This retrospective documents the development of a Multi-Platform Intelligence Suite — an autonomous OSINT python tool designed to transform high-noise social feeds into structured, geopolitical-style briefings, released on GitHub.
The application currently aggregates timelines from X (Twitter) and Bluesky, standardizing engagement metrics via Z-score normalization to ensure high-signal content is identified regardless of the host platform's user density.
The tool supports two AI backends:
- Gemini (Google Cloud): Fast, high-quality, but costs API credits.
- Ollama (Local): Runs entirely on your own hardware, free to use.
This document captures the real challenges I ran into, the decisions I made, and the insights I'd apply if starting over. It is written for someone who wants to build something similar.
1. API Costs: Discover, Measure, Then Mitigate
What happened: The X API is priced pay-per-request. $25 was loaded as credits and the tool was run for the first time on a real 24-hour timeline. The result: fetching ~800 posts cost approximately $4 in a single run.

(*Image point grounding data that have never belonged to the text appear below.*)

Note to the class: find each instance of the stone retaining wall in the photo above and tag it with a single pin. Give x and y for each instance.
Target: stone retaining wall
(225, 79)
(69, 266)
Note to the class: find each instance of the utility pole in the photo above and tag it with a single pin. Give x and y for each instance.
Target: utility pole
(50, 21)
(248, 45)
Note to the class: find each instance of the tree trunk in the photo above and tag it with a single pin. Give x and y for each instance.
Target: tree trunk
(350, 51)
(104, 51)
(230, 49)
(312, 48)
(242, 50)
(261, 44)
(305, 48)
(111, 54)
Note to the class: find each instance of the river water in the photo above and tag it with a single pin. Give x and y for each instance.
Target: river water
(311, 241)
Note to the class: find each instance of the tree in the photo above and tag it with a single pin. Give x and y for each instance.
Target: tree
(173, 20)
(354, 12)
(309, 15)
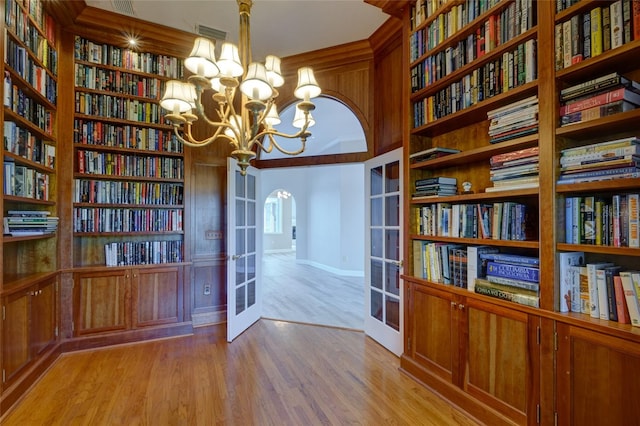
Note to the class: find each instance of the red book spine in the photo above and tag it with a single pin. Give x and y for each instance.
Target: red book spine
(601, 99)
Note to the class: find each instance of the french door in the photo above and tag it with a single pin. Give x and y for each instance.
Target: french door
(383, 240)
(244, 293)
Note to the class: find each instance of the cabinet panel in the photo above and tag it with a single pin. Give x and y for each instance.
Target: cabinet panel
(15, 344)
(433, 338)
(597, 378)
(157, 296)
(498, 367)
(43, 317)
(102, 301)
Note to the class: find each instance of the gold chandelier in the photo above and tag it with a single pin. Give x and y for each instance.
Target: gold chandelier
(246, 129)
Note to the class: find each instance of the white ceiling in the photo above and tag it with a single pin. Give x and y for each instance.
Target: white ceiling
(282, 28)
(279, 27)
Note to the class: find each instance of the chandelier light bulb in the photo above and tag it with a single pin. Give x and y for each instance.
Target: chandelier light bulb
(255, 84)
(202, 59)
(299, 120)
(178, 96)
(229, 62)
(272, 64)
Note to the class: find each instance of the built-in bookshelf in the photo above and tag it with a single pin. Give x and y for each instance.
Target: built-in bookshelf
(128, 192)
(539, 145)
(29, 143)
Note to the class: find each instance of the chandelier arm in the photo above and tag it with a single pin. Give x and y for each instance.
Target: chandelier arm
(302, 134)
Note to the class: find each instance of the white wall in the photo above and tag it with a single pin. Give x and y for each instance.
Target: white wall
(330, 213)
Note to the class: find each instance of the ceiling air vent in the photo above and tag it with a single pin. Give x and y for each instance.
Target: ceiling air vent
(210, 33)
(123, 6)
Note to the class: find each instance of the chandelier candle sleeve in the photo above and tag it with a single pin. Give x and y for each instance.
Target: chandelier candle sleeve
(250, 129)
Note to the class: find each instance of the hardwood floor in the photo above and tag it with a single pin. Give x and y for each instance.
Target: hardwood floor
(276, 373)
(298, 292)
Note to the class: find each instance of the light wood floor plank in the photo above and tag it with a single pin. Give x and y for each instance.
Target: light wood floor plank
(276, 373)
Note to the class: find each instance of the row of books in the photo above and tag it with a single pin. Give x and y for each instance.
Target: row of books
(87, 219)
(462, 14)
(115, 164)
(480, 269)
(600, 289)
(143, 252)
(599, 220)
(589, 34)
(435, 186)
(18, 25)
(25, 66)
(22, 142)
(127, 192)
(104, 54)
(612, 159)
(514, 120)
(507, 220)
(600, 97)
(514, 68)
(21, 104)
(514, 170)
(91, 77)
(23, 181)
(496, 30)
(16, 19)
(29, 222)
(117, 107)
(90, 132)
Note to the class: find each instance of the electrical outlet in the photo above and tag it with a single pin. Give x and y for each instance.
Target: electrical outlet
(212, 235)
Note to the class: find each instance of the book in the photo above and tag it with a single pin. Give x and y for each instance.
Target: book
(606, 295)
(617, 94)
(594, 304)
(595, 85)
(476, 264)
(481, 287)
(622, 310)
(569, 282)
(596, 112)
(431, 153)
(631, 296)
(519, 272)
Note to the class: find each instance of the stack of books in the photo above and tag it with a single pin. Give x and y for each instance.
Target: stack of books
(615, 159)
(603, 96)
(436, 186)
(514, 170)
(29, 222)
(510, 277)
(513, 120)
(431, 153)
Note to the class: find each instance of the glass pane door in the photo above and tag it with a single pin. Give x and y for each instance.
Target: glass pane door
(383, 298)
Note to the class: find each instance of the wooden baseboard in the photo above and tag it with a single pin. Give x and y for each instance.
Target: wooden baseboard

That's a concrete, measurable signal. At that rate, iterating on the AI pipeline — running it 5-10 times to test different prompts, models, and architectures — would have burned through the entire $25 budget in API calls alone, producing nothing useful.
The immediate response was to ask the agent to implement a skip flag: --from-summary. Once a summary is fetched and saved to disk, all subsequent runs reuse it. The X API is never called again until you explicitly want fresh data.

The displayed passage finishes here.